Deringing in DCT via overshoot and clipping

From perspective of JPEG's DCT function a line of pixels represents a sampled waveform, and therefore a block with sharp black/white edges is going to be similar to a square wave composed of only minimum and maximum sample values:

Inevitably, DCT and JPEG quantization are going distort the waveform. The distortion usually has a wavy shape that increases some values, and decreases others. This is the source of "ringing" artifacts.

Because values of the input waveform were already at minimum/maximum, the distortions will make parts of the wave out of range: overshoot (marked in cyan). Other parts will have values lowered below maximum or raised above minimum: undershoot (red).

The JPEG decoder expects that some values will overshoot and clips the waveform to fit in the allowed range (0-255 in RGB output). After clipping the overshooting values are flattened (<0 replaced with 0, >255 replaced with 255), so only the undershooting half of the distortions remains visible:

Overshoot can't make white areas any brighter, but undershoot makes white areas darker.
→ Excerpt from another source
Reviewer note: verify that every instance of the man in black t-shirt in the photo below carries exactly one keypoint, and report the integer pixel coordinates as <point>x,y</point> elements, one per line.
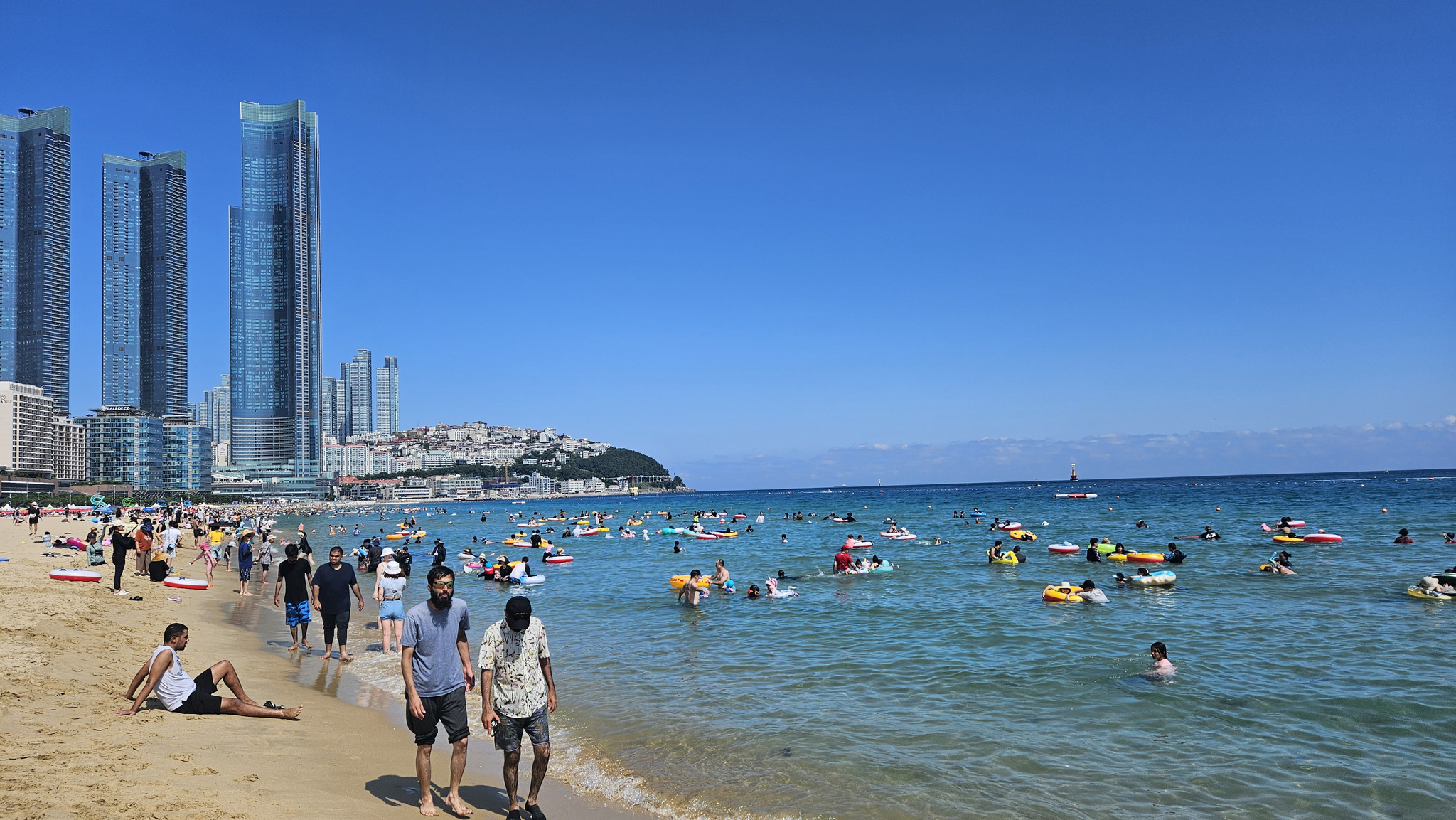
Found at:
<point>331,589</point>
<point>296,573</point>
This is the reason why black-on-white text in JPEG looks "dirty" with gray square halos around it.

Here's the trick

The waveform is altered before quantization: minimum and minimum values are extended to overshoot (everything else remains unchanged):

The modified waveform will have a higher amplitude, and after JPEG compression the distortions will be more likely to remain in the overshooting range:

Clipping done by the JPEG decoder will flatten all overshooting areas, and therefore hide all of the distortions:

The image will appear to have sharp edges without any ringing artifacts and "dirty" background!

Second part of the trick

DCT breaks down the waveform into a sum of frequencies, and square waves are an edge case that's hardest to represent this way.

We can pretend that the waveform we're encoding has been clipped, and perfrom de-clipping. De-clipping only extends the waveform in the range that is clipped by the JPEG decoder, so this modification won't alter visible pixels of the image.

Instead of just blindly increasing minimum/maximum values as before, we're going to extrapolate them with splines to make them "rounder" and therefore reduce sharpness of hard-to-encode corners of the square wave:

A secondary benefit of this is that spline extrapolation won't create unwanted sharp edges around smooth borders between white and light gray. The amount of overshoot added for deringing will be roughly proportional to sharpness of edges it affects.

Random facts

Implementations

Prototype. Patch for mozjpeg.

Examples and data

These images were saved with the same quality setting and have about the same file size (where they differ, version with deringing is few bytes smaller).

The graphs are dssim vs filesize (both lower=better) for all qualities between 8 and 98. "cjpeg" is libjpeg 6b, "moz" is mozjpeg 1.3, and "dering" is the proposed implementation added to mozjpeg.

Images without any hard edges with white are completely unaffected.